It's not a big gripe, grant you, but it's definitely felt by all my players and myself at times.

And note that has very little to do with "challenge" or "PCs being in control." The monster still gets a turn and a vote. You can still challenge your players and endanger them just as direly. It's just that, in a less swingy system, the danger is a lot more likely to come from the monster's actual dangerousness rather than blind luck.

Sorinth

2024-06-20, 09:02 AM

Is it wanting to be in control, or is it wanting the choice you make to feel like the most important factor in its outcome?

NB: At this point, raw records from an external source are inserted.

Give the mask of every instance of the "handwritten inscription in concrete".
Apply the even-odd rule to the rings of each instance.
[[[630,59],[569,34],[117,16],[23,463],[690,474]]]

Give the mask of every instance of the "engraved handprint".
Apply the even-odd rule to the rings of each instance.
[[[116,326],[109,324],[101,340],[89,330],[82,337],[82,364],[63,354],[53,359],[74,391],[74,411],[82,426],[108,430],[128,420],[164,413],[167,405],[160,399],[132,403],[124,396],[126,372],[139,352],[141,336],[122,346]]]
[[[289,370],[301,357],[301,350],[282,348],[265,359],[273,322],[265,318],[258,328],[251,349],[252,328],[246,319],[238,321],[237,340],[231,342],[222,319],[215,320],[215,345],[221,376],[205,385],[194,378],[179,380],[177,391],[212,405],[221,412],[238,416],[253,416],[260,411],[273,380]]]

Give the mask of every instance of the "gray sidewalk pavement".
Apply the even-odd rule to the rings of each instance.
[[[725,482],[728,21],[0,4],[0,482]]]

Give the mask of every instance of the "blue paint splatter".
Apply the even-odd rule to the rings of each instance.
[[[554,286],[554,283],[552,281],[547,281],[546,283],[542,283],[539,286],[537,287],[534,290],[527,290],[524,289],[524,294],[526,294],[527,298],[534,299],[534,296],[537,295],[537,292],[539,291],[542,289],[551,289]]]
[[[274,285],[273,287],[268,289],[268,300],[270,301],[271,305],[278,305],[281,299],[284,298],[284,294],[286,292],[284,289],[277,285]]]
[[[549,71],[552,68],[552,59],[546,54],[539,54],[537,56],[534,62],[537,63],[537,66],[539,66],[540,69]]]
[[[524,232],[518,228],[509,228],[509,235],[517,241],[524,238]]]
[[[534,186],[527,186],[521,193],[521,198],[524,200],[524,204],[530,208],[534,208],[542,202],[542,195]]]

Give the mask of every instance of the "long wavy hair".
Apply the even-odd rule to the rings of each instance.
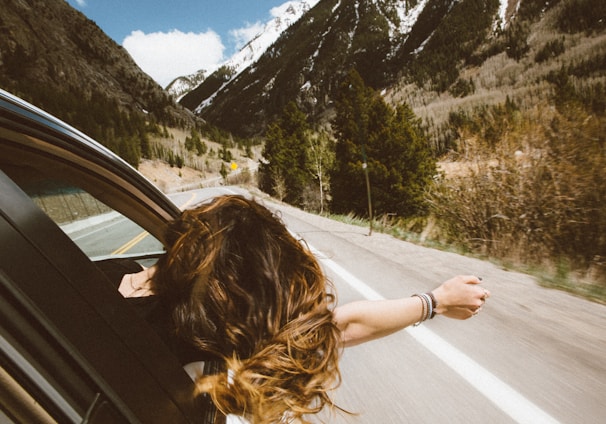
[[[318,262],[267,208],[222,196],[168,230],[154,291],[178,335],[225,361],[197,381],[223,414],[304,421],[340,383],[334,295]]]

A big gripe I have with the D20 system is that its modifiers are so small that they only make a difference in aggregate. On each individual check, when you have an equal chance of rolling anywhere between 1 and 20, that +3 isn't worth a fart in a hurricane. So it works fine enough in combat, where you're gonna be rolling hundreds of attacks over an average campaign, but if you have a fairly niche skill like Animal Handling it can be hard to work enough ability checks into the sessions to get a decent spread of rolls. And that's without getting into how subjective different DMs are about what they call a roll for, which just adds to the arbitrary feeling of the system.

It's not a big gripe, grant you, but it's definitely felt by all my players and myself at times.

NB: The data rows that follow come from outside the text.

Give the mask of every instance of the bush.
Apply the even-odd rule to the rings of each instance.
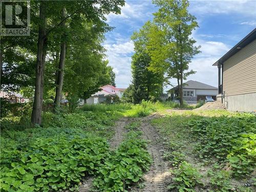
[[[248,113],[230,117],[192,118],[188,123],[199,141],[202,158],[215,157],[228,161],[234,175],[248,175],[256,166],[256,116]]]
[[[85,104],[81,109],[83,111],[106,112],[106,111],[124,111],[132,109],[132,104],[118,103],[118,104]]]
[[[54,101],[52,99],[47,99],[45,100],[45,103],[53,103]]]
[[[140,138],[140,132],[131,131],[99,170],[93,181],[100,191],[123,191],[138,182],[143,172],[148,169],[151,159],[146,141]]]
[[[4,191],[74,190],[81,177],[93,175],[109,155],[106,141],[91,136],[39,138],[27,146],[2,150]]]
[[[203,106],[204,103],[205,103],[205,101],[204,101],[203,100],[199,100],[198,101],[197,101],[197,105],[196,105],[196,108],[200,108],[200,106]]]
[[[128,117],[145,117],[156,111],[155,103],[150,101],[142,100],[141,103],[136,104],[132,106],[132,110],[124,113]]]
[[[174,174],[174,182],[168,186],[169,189],[177,188],[179,191],[196,191],[194,189],[195,186],[202,184],[200,180],[202,176],[185,161],[181,163]]]

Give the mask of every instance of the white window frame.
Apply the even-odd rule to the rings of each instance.
[[[187,94],[188,93],[188,95]],[[192,93],[192,96],[191,96]],[[194,90],[183,90],[183,97],[195,97]]]

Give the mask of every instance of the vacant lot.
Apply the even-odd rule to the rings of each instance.
[[[36,128],[29,106],[10,111],[1,119],[1,191],[255,191],[255,115],[176,106],[46,112]]]

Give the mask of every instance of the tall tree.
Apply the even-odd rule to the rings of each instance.
[[[111,66],[109,66],[108,71],[109,74],[110,74],[111,80],[110,83],[109,84],[111,86],[116,87],[116,74],[113,71],[113,68]]]
[[[61,11],[61,18],[63,20],[66,17],[66,9],[63,7]],[[59,55],[59,66],[56,72],[56,84],[55,99],[54,100],[54,110],[56,111],[60,105],[60,100],[61,99],[62,90],[63,86],[63,79],[64,77],[64,67],[66,59],[66,21],[64,21],[62,24],[62,33],[61,34],[61,42],[60,45],[60,53]]]
[[[133,95],[135,103],[140,103],[142,99],[148,100],[158,98],[162,90],[162,74],[148,70],[152,59],[146,48],[151,28],[151,23],[147,22],[139,31],[134,32],[132,36],[135,52],[132,57]]]
[[[168,78],[176,78],[180,102],[183,105],[183,79],[195,73],[187,71],[200,46],[191,35],[198,27],[196,17],[188,13],[187,0],[155,0],[159,9],[154,14],[154,27],[150,33],[148,47],[152,59],[150,69],[162,71]]]
[[[38,37],[37,40],[37,54],[36,65],[35,89],[31,116],[33,124],[41,124],[42,95],[44,90],[44,72],[46,55],[46,4],[44,2],[40,2]]]
[[[41,103],[42,102],[44,90],[44,72],[45,71],[45,56],[46,52],[46,42],[48,37],[57,30],[61,24],[70,18],[79,19],[81,17],[92,21],[101,20],[104,23],[106,20],[105,15],[111,12],[120,13],[120,7],[124,5],[124,1],[57,1],[52,2],[40,1],[38,40],[37,47],[36,83],[35,97],[31,117],[32,124],[41,124]],[[48,5],[46,9],[46,5]],[[50,6],[49,6],[50,5]],[[66,7],[68,11],[67,16],[57,23],[52,25],[49,22],[50,27],[46,32],[46,18],[53,20],[59,11],[56,11],[59,8]],[[55,9],[53,9],[53,8]],[[42,33],[43,33],[43,34]],[[39,79],[40,80],[39,82]]]

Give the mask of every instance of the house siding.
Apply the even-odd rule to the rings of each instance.
[[[197,95],[218,95],[218,90],[201,90],[197,89]]]
[[[225,96],[256,93],[256,40],[223,63]]]

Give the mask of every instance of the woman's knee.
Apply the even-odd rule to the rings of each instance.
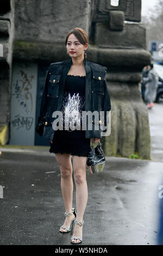
[[[72,176],[72,170],[65,168],[60,168],[61,176],[62,179],[67,179]]]
[[[74,179],[76,184],[78,185],[83,184],[85,182],[86,176],[84,170],[82,170],[81,172],[74,172]]]

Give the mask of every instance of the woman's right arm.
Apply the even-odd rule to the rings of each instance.
[[[42,136],[43,132],[43,125],[42,124],[41,119],[45,117],[46,109],[47,109],[47,92],[48,92],[48,81],[49,80],[49,69],[48,69],[48,71],[47,74],[46,75],[45,83],[43,89],[43,93],[42,95],[41,101],[41,105],[40,105],[40,115],[37,119],[37,124],[35,128],[35,130],[36,132],[37,132],[40,136]]]

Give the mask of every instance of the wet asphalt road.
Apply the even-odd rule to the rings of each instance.
[[[154,104],[149,111],[152,161],[106,157],[103,173],[87,169],[82,245],[157,244],[158,188],[163,185],[163,122],[158,115],[162,108]],[[0,244],[71,245],[72,234],[59,232],[65,208],[54,155],[48,148],[0,150]]]

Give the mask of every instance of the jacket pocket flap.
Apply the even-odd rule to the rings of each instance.
[[[44,118],[44,120],[43,121],[43,125],[45,126],[50,126],[52,125],[53,121],[54,120],[54,118],[50,117],[45,117]]]
[[[52,86],[54,86],[56,83],[59,83],[60,80],[61,75],[50,75],[49,82]]]
[[[92,70],[92,78],[96,80],[104,81],[105,80],[106,73],[99,70]]]

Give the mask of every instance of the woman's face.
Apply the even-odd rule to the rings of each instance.
[[[71,34],[67,39],[66,48],[70,56],[77,58],[84,56],[84,51],[87,48],[88,44],[83,45],[73,34]]]

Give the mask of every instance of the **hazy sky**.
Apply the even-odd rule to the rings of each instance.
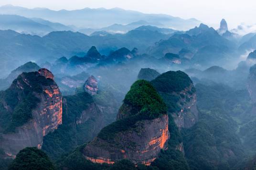
[[[255,0],[0,0],[0,6],[6,4],[54,10],[119,7],[183,19],[195,18],[214,27],[222,18],[230,28],[242,22],[256,23]]]

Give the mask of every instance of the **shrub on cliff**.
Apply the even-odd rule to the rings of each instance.
[[[158,92],[179,92],[192,83],[189,76],[181,71],[170,71],[151,82]]]
[[[151,81],[160,75],[156,70],[149,68],[141,68],[139,73],[138,79]]]
[[[9,170],[53,170],[55,167],[47,155],[35,147],[27,147],[18,153]]]
[[[131,107],[133,112],[126,113],[124,105]],[[147,81],[138,80],[131,86],[119,110],[122,114],[128,116],[104,128],[98,137],[105,140],[112,139],[116,133],[127,130],[137,122],[154,119],[166,114],[166,112],[165,104],[152,85]]]

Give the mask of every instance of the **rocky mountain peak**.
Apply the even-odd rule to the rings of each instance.
[[[168,112],[180,129],[190,128],[195,123],[198,119],[195,88],[186,73],[170,71],[158,76],[151,83],[163,98]]]
[[[222,19],[221,21],[220,28],[217,31],[220,35],[223,35],[228,31],[227,23],[224,19]]]
[[[247,89],[250,97],[253,102],[256,102],[256,65],[250,68],[248,77]]]
[[[98,82],[93,76],[88,78],[85,83],[84,87],[85,90],[91,95],[96,94],[99,90]]]
[[[252,52],[249,54],[248,57],[247,57],[247,60],[256,60],[256,50],[254,50],[253,52]]]
[[[99,53],[95,46],[92,46],[87,52],[86,57],[100,59],[101,55]]]
[[[228,30],[227,23],[225,19],[222,19],[221,20],[220,26],[220,29],[225,31],[225,32]]]
[[[50,78],[52,80],[54,79],[53,75],[51,72],[47,70],[46,68],[41,68],[38,70],[38,73],[45,77],[46,78]]]
[[[22,73],[0,94],[2,116],[9,119],[0,128],[0,148],[7,155],[41,148],[43,137],[62,123],[62,95],[53,77],[46,69]]]
[[[167,148],[168,120],[159,94],[149,82],[138,80],[126,95],[117,120],[103,128],[83,153],[95,163],[127,159],[149,165]]]
[[[159,75],[160,75],[160,73],[153,69],[149,68],[141,68],[139,73],[138,79],[138,80],[151,81]]]

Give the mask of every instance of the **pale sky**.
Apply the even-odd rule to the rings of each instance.
[[[256,0],[0,0],[0,6],[6,4],[54,10],[118,7],[185,19],[195,18],[215,28],[222,18],[230,28],[242,22],[256,23]]]

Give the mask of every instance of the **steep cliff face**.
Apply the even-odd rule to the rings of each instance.
[[[40,68],[40,67],[36,64],[32,62],[27,62],[20,66],[15,70],[12,70],[6,78],[0,79],[0,90],[7,89],[11,84],[13,80],[22,73],[36,71]]]
[[[96,163],[128,159],[149,165],[167,149],[169,136],[165,104],[149,82],[139,80],[127,94],[117,120],[103,128],[83,153]]]
[[[84,86],[85,90],[92,95],[96,94],[99,90],[98,82],[93,76],[91,76],[88,78],[85,83]]]
[[[62,123],[62,96],[46,69],[23,73],[1,94],[7,123],[1,120],[0,147],[10,156],[27,146],[41,148],[43,137]]]
[[[43,138],[42,148],[54,160],[92,140],[104,126],[103,113],[87,93],[65,96],[63,101],[63,124]]]
[[[170,71],[151,82],[167,105],[178,127],[188,128],[198,119],[196,94],[192,81],[181,71]]]

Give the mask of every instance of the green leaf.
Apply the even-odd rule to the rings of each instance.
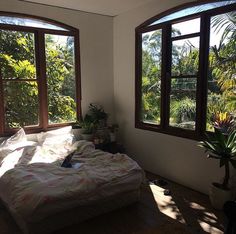
[[[231,160],[229,160],[229,161],[231,162],[233,168],[236,169],[236,160],[231,159]]]

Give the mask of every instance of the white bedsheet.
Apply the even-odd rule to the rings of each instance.
[[[77,146],[73,162],[81,164],[79,169],[37,161],[15,165],[4,173],[0,168],[0,198],[16,219],[38,221],[55,212],[140,187],[143,171],[128,156],[95,150],[84,141]]]

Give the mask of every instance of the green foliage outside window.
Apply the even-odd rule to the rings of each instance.
[[[45,36],[50,123],[76,121],[73,37],[57,43]],[[0,68],[7,128],[39,124],[39,83],[34,34],[0,30]],[[21,80],[21,81],[20,81]],[[35,81],[34,81],[35,80]]]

And note that has very little to do with "challenge" or "PCs being in control." The monster still gets a turn and a vote. You can still challenge your players and endanger them just as direly. It's just that, in a less swingy system, the danger is a lot more likely to come from the monster's actual dangerousness rather than blind luck.

Sticking to combat, you chose to cast a save or suck spell that does nothing if an enemy passed their save instead of a spell that does do something on a successful save. So your choice was important and mattered regardless of whether the enemy passed or failed their saving throw. The risk vs reward was built into the choice you made.

And yeah it's very clearly a question of power/control when you want your stuff to work more often but the enemies stuff to work less often. If you want something less swingy then it also has to be less swingy for the monsters which is the opposite of what the OP wants.

Witty Username

2024-06-20, 09:44 AM

Sticking to combat, you chose to cast a save or suck spell that does nothing if an enemy passed their save instead of a spell that does do something on a successful save. So your choice was important and mattered regardless of whether the enemy passed or failed their saving throw. The risk vs reward was built into the choice you made.

Especially because 5e tends to not have many of these kinds of spell anymore. It is entirely a choice to use them in the first place.

There are some caviots here. Being counterspelled into oblivion, or stonewalled due to a high save or condition resistance on your short list of control abilities (more on monk and battlemaster type problems) isn't really a thing 5e expects to happen, we can see this in the jump from 3.5 where sneak attack could be negated by some monsters. 5e has done away with most of this stuff but a few have kept in. But there is an easy answer to just not use those things.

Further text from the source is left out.